São Paulo no contragolpe

Antero Greco

20 de abril de 2016 | 23h51

O são-paulino ficou aborrecido com a desclassificação no Campeonato Paulista. Não é para menos – dói sair fora com uma surra, ainda mais para adversário sem tradição. E mais: o Audax foi superior do começo ao fim, no domingo, fez 4 a 1 e poderia ter vencido por diferença maior. De qualquer forma, fica o sentimento de humilhação.

O tropeção foi constrangedor, não há dúvida. No entanto, pode ser relevado desde que venha a compensação nesta quinta-feira. A torcida estará com atenção voltada para o jogo contra o The Strongest, em La Paz, que vale vaga para as oitavas de final da Libertadores.

O empate basta para garantir o avanço tricolor. Eventual derrota dá um lugar para a equipe boliviana e fará o São Paulo torcer para que o River Plate perca em casa para o Trujillanos. Convenhamos, essa hipótese equivaleria a uma manada de zebras a passear em Buenos Aires. Fora de cogitação, portanto. Melhor colocar na cabeça que é necessário ao menos empatar.

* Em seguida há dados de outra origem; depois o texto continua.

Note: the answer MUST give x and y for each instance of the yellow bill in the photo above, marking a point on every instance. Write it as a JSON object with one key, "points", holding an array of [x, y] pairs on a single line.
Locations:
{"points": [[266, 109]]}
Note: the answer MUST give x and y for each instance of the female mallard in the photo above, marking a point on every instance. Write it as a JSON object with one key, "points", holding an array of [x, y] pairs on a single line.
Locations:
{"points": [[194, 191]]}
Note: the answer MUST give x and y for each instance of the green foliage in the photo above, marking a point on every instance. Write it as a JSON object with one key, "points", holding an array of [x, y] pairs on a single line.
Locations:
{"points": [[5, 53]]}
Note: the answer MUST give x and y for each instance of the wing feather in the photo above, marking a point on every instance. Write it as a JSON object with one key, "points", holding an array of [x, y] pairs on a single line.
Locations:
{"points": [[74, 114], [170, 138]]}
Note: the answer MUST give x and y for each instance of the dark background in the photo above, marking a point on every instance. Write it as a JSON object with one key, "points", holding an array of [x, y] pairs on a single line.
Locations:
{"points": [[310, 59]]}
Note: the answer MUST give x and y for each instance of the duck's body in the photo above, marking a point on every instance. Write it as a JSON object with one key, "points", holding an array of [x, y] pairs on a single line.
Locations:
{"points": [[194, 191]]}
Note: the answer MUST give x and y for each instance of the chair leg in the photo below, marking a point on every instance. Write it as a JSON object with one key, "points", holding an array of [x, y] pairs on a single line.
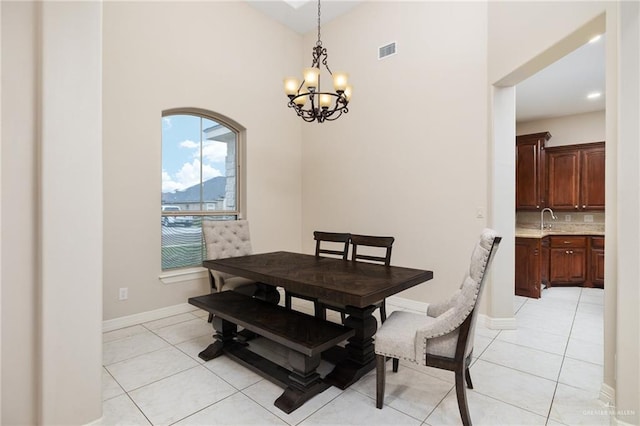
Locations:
{"points": [[383, 312], [319, 310], [380, 379], [462, 396], [468, 377], [287, 300]]}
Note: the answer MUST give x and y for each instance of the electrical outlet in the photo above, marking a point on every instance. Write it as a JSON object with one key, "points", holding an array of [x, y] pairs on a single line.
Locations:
{"points": [[123, 294]]}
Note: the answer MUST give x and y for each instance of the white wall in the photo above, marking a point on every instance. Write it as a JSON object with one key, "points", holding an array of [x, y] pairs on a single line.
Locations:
{"points": [[70, 213], [568, 130], [221, 56], [52, 255], [410, 159], [18, 227]]}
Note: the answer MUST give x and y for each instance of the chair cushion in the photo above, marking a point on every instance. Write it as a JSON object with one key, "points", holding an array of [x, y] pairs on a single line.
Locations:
{"points": [[226, 238], [396, 337]]}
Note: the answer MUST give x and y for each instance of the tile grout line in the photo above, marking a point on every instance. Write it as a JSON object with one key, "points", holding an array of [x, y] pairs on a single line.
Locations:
{"points": [[564, 355]]}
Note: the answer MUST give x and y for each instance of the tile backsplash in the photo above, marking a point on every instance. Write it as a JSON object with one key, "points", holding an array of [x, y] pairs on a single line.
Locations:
{"points": [[589, 221]]}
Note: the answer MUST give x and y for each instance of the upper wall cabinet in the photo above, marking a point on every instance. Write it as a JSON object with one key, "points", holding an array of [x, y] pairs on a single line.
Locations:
{"points": [[530, 166], [575, 177]]}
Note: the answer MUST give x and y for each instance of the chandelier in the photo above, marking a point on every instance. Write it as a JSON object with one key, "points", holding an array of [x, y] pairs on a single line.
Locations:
{"points": [[307, 98]]}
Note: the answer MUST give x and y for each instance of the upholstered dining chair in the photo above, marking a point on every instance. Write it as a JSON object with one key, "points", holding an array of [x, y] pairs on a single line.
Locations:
{"points": [[331, 244], [443, 338], [223, 239], [378, 251]]}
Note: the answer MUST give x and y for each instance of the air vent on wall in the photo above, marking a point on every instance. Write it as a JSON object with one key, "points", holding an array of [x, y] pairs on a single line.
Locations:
{"points": [[387, 50]]}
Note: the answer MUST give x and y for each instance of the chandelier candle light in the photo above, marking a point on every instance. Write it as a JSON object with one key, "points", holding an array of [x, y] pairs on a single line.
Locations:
{"points": [[320, 105]]}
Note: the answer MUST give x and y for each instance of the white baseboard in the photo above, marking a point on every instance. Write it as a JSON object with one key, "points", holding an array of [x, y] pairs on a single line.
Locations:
{"points": [[130, 320], [499, 323], [607, 394]]}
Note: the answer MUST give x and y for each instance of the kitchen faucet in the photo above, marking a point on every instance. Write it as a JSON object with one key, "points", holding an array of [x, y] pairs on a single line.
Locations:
{"points": [[542, 217]]}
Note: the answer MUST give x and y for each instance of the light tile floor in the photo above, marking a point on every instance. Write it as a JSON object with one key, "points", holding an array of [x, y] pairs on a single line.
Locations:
{"points": [[547, 372]]}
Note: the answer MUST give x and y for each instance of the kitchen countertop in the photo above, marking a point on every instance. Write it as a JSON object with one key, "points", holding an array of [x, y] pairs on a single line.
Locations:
{"points": [[523, 232]]}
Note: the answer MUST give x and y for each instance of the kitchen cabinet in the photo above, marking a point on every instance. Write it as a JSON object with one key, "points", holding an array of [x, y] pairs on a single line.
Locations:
{"points": [[530, 167], [592, 161], [596, 262], [575, 177], [568, 260], [528, 267]]}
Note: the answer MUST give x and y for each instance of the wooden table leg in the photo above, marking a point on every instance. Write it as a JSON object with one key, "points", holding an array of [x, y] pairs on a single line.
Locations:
{"points": [[304, 382], [360, 355], [225, 333]]}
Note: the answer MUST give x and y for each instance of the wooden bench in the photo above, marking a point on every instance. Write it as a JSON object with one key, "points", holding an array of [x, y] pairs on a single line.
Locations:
{"points": [[305, 336]]}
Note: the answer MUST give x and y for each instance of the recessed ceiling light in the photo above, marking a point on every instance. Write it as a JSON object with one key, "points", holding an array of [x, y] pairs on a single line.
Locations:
{"points": [[296, 4]]}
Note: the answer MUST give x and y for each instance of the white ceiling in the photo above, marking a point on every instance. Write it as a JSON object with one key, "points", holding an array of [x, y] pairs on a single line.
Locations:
{"points": [[560, 89], [302, 15]]}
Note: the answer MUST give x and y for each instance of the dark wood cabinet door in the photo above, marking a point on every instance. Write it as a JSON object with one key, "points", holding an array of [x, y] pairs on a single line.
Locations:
{"points": [[527, 275], [530, 163], [563, 176], [596, 261], [568, 265], [577, 265], [592, 163]]}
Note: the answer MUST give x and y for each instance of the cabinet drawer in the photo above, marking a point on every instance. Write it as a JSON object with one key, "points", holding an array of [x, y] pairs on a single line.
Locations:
{"points": [[560, 242], [597, 242]]}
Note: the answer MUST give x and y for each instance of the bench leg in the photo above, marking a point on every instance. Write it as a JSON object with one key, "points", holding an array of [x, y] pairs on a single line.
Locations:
{"points": [[225, 332], [304, 382]]}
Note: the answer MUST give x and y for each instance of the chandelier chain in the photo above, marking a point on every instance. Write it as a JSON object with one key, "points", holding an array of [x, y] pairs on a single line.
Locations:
{"points": [[309, 101], [319, 42]]}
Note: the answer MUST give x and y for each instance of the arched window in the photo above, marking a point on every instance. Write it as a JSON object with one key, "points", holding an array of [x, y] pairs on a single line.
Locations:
{"points": [[200, 180]]}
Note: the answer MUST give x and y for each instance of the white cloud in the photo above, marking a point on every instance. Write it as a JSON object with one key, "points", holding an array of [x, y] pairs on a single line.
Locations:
{"points": [[187, 176], [214, 152], [189, 144]]}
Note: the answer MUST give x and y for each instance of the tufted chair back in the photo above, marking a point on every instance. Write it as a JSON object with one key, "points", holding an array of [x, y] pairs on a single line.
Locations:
{"points": [[226, 238]]}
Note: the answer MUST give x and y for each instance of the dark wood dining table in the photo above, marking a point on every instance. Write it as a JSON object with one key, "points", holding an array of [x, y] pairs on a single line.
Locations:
{"points": [[353, 286]]}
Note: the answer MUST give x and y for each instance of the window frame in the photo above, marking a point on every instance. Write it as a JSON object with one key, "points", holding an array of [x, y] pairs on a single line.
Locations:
{"points": [[186, 273]]}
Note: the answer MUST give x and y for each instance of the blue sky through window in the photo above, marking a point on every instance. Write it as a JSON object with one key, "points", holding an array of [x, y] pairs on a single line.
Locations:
{"points": [[182, 155]]}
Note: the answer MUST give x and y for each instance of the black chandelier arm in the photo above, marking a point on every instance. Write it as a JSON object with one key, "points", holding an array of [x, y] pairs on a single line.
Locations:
{"points": [[317, 113]]}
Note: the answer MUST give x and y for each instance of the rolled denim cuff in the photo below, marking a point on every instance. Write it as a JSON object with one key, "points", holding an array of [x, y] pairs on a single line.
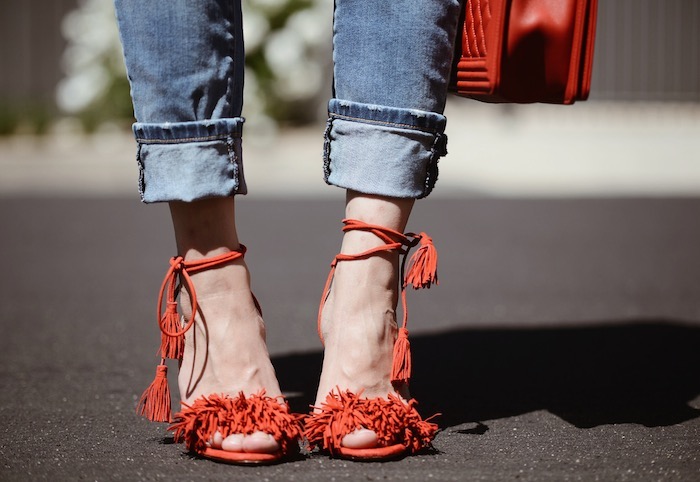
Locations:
{"points": [[383, 150], [186, 161]]}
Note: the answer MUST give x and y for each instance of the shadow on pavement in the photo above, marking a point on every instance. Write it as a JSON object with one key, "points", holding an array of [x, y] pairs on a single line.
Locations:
{"points": [[642, 372]]}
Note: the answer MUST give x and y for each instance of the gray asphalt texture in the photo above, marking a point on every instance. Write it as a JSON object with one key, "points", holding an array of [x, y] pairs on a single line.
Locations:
{"points": [[563, 342]]}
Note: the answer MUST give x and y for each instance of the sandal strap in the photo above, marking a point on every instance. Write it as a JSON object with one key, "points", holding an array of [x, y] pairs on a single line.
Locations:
{"points": [[155, 400], [419, 272]]}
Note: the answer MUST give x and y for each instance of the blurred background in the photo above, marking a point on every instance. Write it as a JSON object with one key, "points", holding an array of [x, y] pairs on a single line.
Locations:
{"points": [[65, 111]]}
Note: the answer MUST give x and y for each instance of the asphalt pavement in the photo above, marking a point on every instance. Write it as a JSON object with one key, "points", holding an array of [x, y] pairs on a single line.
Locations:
{"points": [[563, 342]]}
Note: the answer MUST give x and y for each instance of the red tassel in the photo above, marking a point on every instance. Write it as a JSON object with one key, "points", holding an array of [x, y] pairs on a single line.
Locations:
{"points": [[155, 401], [401, 366], [171, 346], [423, 270]]}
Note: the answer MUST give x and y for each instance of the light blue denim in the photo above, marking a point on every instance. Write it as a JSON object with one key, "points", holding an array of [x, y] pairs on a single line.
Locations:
{"points": [[385, 131]]}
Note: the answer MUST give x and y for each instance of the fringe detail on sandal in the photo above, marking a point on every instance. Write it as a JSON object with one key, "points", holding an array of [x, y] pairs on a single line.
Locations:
{"points": [[197, 423], [423, 265], [394, 422], [155, 401]]}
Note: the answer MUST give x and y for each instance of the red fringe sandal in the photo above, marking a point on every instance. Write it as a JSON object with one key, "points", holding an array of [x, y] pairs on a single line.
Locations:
{"points": [[400, 429], [197, 423]]}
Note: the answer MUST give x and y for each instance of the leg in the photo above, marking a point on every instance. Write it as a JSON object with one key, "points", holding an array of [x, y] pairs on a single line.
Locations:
{"points": [[185, 64], [383, 140]]}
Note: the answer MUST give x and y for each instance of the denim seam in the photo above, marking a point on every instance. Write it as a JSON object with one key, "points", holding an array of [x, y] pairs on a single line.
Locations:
{"points": [[142, 180], [188, 139], [232, 158], [381, 123], [327, 150], [437, 150]]}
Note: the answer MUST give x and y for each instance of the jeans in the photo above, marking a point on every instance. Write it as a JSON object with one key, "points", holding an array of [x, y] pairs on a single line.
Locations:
{"points": [[385, 130]]}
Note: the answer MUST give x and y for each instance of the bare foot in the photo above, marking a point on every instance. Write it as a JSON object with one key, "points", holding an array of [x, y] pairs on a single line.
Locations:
{"points": [[358, 322], [225, 350]]}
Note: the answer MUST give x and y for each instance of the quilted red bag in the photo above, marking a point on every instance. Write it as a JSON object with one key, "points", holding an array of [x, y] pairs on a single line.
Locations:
{"points": [[525, 51]]}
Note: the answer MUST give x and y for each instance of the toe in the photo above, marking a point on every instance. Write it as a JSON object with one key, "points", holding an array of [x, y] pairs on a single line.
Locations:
{"points": [[360, 438], [260, 442], [233, 443]]}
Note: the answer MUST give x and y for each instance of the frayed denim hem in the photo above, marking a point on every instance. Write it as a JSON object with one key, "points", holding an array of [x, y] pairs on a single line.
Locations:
{"points": [[187, 161], [383, 150]]}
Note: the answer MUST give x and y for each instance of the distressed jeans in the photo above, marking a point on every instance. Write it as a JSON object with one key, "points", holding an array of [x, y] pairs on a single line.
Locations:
{"points": [[385, 131]]}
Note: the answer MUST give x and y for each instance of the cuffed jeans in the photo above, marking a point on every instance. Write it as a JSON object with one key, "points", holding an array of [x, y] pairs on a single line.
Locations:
{"points": [[385, 131]]}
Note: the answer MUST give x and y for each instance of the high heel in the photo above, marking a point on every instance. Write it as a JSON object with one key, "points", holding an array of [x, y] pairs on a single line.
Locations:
{"points": [[399, 428], [197, 423]]}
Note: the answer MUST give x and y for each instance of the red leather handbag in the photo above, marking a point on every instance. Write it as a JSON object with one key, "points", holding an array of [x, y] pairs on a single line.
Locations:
{"points": [[524, 51]]}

O problema está na incômoda “interrogação” que voltou a acompanhar a turma de Edgardo Bauza após o fiasco em Osasco. O São Paulo foi horrível diante do Audax, exagerou nos erros, colocou-se mal em campo, não soube marcar e tampouco pressionar. Expôs-se demais, quando foi à frente, esteve vulnerável ao tratar de defender-se.

A sequência de erros custou vaga no Estadual e, se for repetida, o afasta de torneio que desde os anos 1990 se tornou sua obsessão e especialidade. A pressão retornará, e forte, em caso de “tragédia” nos 3800 metros da capital da Bolívia. Sobrará até para Bauza, contratado no início da temporada com base em seu retrospecto sul-americano, com os títulos que conquistou com clubes modestos como LDU (Equador) e San Lorenzo (Argentina), por ironia desclassificados da edição deste ano.

O zagueiro Lugano alegou, no começo da semana, que a oscilação se deve ao esforço ao qual o elenco tem sido submetido. O uruguaio constatou que a tropa é pequena diante de tanta exigência. Não deixa de ter razão. De fato, o São Paulo não tem elenco numeroso como, por exemplo, o Palmeiras, devidamente eliminado da Libertadores.

Mas o Corinthians também não tem farta oferta para Tite e ainda assim se classificou com pé nas costas, tanto na Libertadores como no Paulista. Com um detalhe adicional: perdeu meio grupo titular entre dezembro e início de fevereiro. Como explicar tamanha diferença? Competência na reposição, trabalho do treinador e colaboradores, qualidade dos jogadores. Tudo isso e mais um pouco, que talvez esteja em falta no Morumbi.

O São Paulo volta a ter semana tensa. Com a atenuante de que depende apenas de si para afastar desconfiança e cobranças. Não é fácil jogar em La Paz. Mas, caramba, tem de colocar na cabeça que The Strongest não é tão forte como sugere o nome em inglês. Inteligência, ordem, calma e atenção serão suficientes para espantar o fantasma boliviano. E pontaria, sobretudo no contragolpe.